100% renewable electricity grid explored with pumped storage ‘battery’Energy and Resources
The Government is taking a significant step toward its goal for 100% renewable electricity generation in a move that could be a game changer for consumers and the creation of a low-emissions economy, Energy & Resources Minister Megan Woods said.
The Government is investigating options to ‘green the grid’ as part of a new, transformative infrastructure plan for renewable energy to:
- enable widespread electrification of transport and industry;
- create thousands of jobs and;
- deliver more affordable power for New Zealanders.
The Government will fund a close examination of a key recommendation by the Interim Climate Change Committee; hydro schemes which pump water to manage peak demand, dry hydrological years, and the intermittency of renewable energy sources such as wind.
“If a business case stacks up pumped hydro would be a game changer for securing sustainable, cheaper, low-emissions electricity for the long term,” Megan Woods said.
“This would be transformative for our energy system, and we would no longer be reliant on fossil fuels for meeting our electricity demand.
“Pumped hydro moves water to an upper reservoir when there is surplus renewable energy generation and demand for electricity is low. It is released back down to a hydro power station to generate electricity when demand is high.
“It works like a battery because the stored energy in the water is released when it is used in the hydroelectric dam. This opens up huge possibilities for cheaper electricity and increased supply.

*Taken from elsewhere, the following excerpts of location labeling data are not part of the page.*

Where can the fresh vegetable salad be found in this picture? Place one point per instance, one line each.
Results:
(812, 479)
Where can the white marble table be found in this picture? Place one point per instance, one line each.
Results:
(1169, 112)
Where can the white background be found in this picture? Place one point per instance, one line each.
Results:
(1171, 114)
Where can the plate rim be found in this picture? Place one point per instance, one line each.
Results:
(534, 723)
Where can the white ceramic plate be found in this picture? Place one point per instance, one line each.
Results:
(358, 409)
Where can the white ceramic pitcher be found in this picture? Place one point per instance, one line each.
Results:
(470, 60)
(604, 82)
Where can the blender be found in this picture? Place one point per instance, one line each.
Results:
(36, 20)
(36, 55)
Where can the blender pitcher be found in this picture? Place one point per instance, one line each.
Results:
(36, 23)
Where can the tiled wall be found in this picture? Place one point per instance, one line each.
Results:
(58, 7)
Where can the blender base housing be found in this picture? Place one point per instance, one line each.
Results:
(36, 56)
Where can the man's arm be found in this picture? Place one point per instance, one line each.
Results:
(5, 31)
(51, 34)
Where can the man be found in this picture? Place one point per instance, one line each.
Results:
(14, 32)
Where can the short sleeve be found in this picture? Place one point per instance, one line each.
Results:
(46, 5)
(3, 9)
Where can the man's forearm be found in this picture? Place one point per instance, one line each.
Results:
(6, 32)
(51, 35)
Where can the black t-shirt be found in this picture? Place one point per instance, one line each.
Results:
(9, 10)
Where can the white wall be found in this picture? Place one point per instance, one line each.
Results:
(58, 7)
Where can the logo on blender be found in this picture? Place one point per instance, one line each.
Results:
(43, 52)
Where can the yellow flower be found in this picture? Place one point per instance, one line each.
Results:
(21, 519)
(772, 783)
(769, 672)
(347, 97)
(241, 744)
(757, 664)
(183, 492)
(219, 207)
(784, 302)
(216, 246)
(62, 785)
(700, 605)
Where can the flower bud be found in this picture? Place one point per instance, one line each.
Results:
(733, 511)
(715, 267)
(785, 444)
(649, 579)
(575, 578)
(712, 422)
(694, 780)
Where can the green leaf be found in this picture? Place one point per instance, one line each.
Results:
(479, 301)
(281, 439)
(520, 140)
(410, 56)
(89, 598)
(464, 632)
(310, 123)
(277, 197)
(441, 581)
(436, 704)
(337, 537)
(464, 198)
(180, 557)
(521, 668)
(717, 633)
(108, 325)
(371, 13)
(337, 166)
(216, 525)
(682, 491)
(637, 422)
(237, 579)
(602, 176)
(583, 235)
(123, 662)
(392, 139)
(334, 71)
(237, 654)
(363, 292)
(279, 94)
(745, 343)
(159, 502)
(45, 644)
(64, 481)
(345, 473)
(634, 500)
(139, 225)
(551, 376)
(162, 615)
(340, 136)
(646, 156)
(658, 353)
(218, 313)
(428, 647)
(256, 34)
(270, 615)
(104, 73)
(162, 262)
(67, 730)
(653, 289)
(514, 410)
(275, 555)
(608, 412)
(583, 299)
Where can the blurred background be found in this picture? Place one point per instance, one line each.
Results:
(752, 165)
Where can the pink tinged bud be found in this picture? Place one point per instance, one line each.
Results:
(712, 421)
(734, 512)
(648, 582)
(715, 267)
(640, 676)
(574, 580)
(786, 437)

“The project could create thousands of jobs, make wholesale electricity cheaper in the long run, and it would decarbonise the grid as we wouldn’t have to rely on coal and gas to make electricity.
“Pumped hydro would also open up opportunities to electrify sectors across the economy, such as transport and industrial heat, as a lower electricity price would make it more competitive than fossil fuels.
“The Interim Climate Committee recommended further investigation of the project to help us meet our climate change commitments. It would make New Zealand one of only a handful of countries in the world with a fully renewable electricity system, and solve our dry year storage problem.
“A project like Lake Onslow is ambitious. It would be the single biggest infrastructure project since the 1980’s. That’s why it’s important to get certainty on the costs, logistics and any environmental impacts of what would be a game-changing, long-life asset for many New Zealand generations to come,” Megan Woods said.
The $30 million allocated will pay for the detailed development of a business case for a solution to address New Zealand’s dry year storage problem. This analysis will mostly focus on a pumped hydro storage project at Lake Onslow in Central Otago, but will also include the assessment of smaller potential pumped storage options in the North Island, as well as other alternative technologies.
It’s estimated hundreds of jobs would be created from the business case for a major project such as Lake Onslow, which would include environmental and geotechnical assessments.
Construction of such a project would create further significant employment. For example, the full Lake Onslow project at its peak could employ 3,500-4,500 skilled and semi-skilled workers, as well as thousands more in indirect jobs.
It’s estimated it would take about four to five years to build, plus two years to fill the reservoir, and will be a multi-billion dollar project for which separate funding would be required.
While pumped storage was recommended for further investigation by the Interim Climate Change Committee, it is important a range of options to solve the dry hydrological year problem, and find ways to decarbonise the energy system, is explored.
Minister Woods also announced a further $70 million investment to increase electrification of industrial and process heat in the lower South Island, with transmission line upgrades, and direct support to industrial users to convert their coal boilers to electricity.
The potential closure of Tiwai Point’s aluminium smelter provides a near-term opportunity to use some of that electricity for switching out coal boilers to low emission options.
A national direction under the Resource Management Act on renewable electricity to accelerate generation will also be established, with $2 million of funding.